There are few things that happen in Lafayette to unite our community more than Festival International de Louisiane. Its legion of volunteers comprises thousands of teens and grandmothers, professionals and working class folks, newbies and veterans who generously handle everything from cash to trash. (Thank you!) The collective audience has grown over the past 28 years to almost half a million, and in those faces we can see how culturally diverse Lafayette is becoming — a glorious thing to celebrate and share. And through Festival programming, our children are learning invaluable lessons about the citizens with whom we share this planet, even if they can never afford to leave Louisiana.
Festival International has also been characterized by a vibe that requires little more than a police presence; arrests have been almost non-existent since the very beginning. And though Fest operated with no executive director for much of the past year, this year’s event was as amazing as ever, an auspicious debut for Missy Paschke-Wood, who took the helm in January, and huge accomplishment for the small Fest staff and all-volunteer board.
But Fest is also at a tipping point. With evening crowds on Jefferson Street likened to Bourbon Street on Lundi Gras, there is no doubt it has outgrown its existing footprint. Some say Fest has outgrown downtown altogether, noting that it could financially benefit from a move away from the growing number of bars and restaurants that lure patrons from the official Fest vendors whose sales fill Fest coffers. Those lost sales are extremely important; for despite its success, Fest funding is perennially precarious. Advocates of a move also note that either admission fees could be collected or pin sales enhanced in a different location with controlled access.

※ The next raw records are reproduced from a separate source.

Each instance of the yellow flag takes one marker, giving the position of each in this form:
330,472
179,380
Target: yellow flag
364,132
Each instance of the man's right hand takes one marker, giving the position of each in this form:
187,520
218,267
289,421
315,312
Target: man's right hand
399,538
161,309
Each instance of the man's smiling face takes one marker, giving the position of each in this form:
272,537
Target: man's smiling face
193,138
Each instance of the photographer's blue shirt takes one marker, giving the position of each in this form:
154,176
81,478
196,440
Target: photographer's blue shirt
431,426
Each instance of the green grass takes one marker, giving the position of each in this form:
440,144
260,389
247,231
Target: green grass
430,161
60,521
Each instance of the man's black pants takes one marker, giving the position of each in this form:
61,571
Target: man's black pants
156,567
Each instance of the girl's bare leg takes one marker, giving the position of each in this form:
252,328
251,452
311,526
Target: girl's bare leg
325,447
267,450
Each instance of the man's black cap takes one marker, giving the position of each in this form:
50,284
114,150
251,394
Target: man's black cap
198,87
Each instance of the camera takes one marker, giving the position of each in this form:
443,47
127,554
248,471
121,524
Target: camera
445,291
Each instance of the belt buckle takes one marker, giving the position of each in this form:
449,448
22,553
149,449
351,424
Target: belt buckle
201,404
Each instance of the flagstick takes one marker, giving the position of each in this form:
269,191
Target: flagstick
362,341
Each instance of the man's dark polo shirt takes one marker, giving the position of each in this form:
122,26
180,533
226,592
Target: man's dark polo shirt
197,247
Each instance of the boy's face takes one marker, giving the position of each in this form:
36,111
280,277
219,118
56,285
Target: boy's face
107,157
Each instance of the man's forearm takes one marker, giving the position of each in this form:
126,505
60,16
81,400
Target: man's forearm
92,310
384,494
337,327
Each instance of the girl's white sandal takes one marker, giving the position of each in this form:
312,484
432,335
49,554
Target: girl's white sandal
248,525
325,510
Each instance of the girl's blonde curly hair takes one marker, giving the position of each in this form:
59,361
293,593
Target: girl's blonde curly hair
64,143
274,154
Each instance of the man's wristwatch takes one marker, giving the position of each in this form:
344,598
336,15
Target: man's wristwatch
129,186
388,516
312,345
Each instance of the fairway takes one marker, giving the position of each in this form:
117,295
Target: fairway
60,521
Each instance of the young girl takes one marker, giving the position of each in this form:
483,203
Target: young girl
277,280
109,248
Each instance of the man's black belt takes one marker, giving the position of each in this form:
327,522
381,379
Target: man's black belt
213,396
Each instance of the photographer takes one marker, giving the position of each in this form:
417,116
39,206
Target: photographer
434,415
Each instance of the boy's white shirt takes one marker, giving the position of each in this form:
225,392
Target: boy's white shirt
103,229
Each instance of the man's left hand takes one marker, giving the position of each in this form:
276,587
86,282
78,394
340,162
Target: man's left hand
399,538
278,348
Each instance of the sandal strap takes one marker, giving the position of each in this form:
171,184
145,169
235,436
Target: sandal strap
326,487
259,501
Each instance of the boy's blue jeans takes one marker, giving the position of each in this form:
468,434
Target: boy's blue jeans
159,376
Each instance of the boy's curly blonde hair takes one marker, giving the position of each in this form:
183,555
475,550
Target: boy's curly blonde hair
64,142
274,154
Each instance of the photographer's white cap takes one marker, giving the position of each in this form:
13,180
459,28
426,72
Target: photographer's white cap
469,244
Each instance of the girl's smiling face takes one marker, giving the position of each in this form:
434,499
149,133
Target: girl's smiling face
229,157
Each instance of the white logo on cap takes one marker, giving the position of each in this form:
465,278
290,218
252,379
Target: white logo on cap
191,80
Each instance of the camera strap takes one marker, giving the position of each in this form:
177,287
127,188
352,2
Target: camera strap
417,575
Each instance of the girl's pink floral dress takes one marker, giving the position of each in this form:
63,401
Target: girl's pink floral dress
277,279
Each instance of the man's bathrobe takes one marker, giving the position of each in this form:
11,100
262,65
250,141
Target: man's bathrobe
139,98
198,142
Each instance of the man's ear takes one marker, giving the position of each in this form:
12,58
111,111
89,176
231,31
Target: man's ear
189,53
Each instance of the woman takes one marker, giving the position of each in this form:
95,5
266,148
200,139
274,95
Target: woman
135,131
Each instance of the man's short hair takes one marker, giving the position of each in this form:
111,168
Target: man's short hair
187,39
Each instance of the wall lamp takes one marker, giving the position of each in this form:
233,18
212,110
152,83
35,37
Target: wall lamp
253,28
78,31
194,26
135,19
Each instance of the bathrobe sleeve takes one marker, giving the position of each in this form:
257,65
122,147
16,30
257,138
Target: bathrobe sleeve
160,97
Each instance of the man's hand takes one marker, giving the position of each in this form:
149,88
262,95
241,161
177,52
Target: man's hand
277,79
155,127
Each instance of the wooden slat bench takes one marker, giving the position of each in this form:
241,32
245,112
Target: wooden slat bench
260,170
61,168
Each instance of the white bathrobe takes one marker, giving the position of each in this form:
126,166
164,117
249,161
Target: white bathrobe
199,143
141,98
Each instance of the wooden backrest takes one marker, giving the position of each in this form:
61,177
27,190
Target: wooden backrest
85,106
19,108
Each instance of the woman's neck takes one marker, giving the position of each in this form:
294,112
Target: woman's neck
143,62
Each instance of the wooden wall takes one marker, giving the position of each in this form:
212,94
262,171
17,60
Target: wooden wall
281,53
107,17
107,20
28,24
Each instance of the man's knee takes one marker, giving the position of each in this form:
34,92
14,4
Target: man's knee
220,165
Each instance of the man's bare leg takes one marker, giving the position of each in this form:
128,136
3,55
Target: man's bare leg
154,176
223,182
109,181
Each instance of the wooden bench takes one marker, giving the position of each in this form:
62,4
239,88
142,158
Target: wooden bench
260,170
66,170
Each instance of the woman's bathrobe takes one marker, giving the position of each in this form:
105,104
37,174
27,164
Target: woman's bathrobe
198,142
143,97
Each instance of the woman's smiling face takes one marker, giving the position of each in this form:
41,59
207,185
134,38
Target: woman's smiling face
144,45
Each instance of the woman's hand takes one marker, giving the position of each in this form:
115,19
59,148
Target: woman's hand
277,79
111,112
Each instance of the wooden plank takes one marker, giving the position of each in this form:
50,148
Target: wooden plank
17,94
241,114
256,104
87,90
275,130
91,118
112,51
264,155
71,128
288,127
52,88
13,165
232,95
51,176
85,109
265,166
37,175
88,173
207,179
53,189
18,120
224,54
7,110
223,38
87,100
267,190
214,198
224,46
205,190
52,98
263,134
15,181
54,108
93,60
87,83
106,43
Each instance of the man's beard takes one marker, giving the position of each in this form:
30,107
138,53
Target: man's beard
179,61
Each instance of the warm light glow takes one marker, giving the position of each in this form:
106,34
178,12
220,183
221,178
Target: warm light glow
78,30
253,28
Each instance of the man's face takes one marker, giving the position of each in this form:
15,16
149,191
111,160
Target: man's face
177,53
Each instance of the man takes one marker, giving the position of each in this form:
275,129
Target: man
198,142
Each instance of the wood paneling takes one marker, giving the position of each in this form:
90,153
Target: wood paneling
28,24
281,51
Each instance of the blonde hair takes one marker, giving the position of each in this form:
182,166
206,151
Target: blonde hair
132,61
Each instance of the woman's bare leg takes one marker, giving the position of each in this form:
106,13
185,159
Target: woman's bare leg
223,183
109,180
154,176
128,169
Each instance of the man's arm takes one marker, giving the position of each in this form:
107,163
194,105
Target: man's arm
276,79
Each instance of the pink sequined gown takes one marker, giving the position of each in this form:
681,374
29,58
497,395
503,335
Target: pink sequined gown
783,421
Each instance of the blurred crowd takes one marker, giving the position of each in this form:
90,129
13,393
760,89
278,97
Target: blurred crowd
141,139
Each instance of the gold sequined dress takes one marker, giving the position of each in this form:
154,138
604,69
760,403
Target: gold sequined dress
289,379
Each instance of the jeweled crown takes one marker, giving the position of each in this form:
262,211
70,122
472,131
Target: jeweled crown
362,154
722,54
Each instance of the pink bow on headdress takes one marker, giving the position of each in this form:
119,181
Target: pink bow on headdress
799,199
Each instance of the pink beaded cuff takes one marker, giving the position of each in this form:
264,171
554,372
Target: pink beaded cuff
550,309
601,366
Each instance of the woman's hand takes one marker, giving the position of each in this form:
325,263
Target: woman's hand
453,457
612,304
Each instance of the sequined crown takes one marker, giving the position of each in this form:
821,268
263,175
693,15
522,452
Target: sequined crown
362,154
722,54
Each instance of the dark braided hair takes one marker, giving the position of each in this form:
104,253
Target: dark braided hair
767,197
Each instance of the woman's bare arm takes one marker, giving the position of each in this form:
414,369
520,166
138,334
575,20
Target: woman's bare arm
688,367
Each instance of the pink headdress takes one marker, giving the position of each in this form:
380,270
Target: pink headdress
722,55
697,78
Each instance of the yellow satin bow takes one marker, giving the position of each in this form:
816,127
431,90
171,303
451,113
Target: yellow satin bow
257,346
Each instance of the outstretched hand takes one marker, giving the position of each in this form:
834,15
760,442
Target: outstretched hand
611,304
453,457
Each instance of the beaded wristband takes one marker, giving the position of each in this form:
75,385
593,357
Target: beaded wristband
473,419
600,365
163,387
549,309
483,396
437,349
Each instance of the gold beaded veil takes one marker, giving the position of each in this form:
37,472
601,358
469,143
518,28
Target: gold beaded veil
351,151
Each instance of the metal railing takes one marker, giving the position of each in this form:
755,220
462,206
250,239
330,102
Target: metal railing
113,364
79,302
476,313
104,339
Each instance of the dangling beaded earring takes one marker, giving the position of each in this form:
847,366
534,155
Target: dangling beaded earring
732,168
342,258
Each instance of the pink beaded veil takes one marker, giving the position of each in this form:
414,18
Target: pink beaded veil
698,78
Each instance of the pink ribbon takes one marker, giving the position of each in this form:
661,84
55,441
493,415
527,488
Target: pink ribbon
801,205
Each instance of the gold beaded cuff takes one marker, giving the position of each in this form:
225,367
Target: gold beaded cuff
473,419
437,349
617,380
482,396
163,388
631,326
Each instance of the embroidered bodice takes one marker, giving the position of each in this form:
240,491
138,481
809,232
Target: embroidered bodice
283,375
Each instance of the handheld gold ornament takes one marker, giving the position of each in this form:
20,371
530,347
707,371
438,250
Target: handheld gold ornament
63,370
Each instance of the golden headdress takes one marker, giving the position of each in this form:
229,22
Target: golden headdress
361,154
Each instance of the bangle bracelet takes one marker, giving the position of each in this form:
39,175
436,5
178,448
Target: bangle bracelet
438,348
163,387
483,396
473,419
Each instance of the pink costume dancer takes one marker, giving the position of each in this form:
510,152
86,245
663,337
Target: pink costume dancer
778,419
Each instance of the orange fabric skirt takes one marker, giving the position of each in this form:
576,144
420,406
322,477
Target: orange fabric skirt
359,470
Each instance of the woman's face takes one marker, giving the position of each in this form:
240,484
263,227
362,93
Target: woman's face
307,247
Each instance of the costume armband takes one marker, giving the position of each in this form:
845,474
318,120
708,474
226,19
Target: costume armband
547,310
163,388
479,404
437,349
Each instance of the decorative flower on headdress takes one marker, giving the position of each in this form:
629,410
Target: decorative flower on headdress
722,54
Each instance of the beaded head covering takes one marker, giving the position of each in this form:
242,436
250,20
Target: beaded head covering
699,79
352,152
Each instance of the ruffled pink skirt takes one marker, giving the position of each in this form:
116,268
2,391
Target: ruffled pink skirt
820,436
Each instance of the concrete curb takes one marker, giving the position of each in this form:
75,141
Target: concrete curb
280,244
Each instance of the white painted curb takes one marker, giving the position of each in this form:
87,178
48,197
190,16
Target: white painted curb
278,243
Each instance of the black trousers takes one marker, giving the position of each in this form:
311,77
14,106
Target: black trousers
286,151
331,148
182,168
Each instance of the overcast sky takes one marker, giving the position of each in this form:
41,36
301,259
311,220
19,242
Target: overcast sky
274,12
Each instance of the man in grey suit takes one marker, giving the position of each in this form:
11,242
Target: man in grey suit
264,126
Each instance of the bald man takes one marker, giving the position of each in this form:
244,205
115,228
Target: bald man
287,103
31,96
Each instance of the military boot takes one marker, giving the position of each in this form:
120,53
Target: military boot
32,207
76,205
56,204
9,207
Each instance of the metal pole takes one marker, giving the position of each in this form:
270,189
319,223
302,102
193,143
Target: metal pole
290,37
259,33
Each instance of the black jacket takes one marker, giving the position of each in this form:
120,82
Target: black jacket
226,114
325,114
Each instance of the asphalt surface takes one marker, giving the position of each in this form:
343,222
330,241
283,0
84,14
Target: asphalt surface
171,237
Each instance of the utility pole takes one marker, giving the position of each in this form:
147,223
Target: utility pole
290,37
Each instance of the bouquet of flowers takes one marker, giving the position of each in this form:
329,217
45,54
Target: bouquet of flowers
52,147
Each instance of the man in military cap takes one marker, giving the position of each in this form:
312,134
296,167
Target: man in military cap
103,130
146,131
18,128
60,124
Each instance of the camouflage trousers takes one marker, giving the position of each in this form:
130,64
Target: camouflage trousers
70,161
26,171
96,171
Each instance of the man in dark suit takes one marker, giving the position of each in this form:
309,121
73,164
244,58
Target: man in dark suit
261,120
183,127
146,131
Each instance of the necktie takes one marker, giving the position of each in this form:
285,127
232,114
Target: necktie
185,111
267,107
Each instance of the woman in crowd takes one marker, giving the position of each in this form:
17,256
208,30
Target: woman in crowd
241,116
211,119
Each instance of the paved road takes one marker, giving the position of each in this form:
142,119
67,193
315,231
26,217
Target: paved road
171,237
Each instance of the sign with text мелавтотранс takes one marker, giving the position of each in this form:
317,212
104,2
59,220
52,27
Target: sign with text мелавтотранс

As a Fest founder and veteran board member of the first 12 years, I would hate to see our beloved Festival veer toward the Jazz Fest model. Our inspiration came from some of the great events in French Canada, including Festival d’ete de Québec and Les FrancoFolies, which are essentially free and transform the downtowns of Quebec City and Montreal, respectively, into giant outdoor stages. There are big challenges to our current model, however, and it’s time to have some serious conversations about the future of Festival. Growth is a high-grade problem, but still a problem that must be solved, n’est ce pas?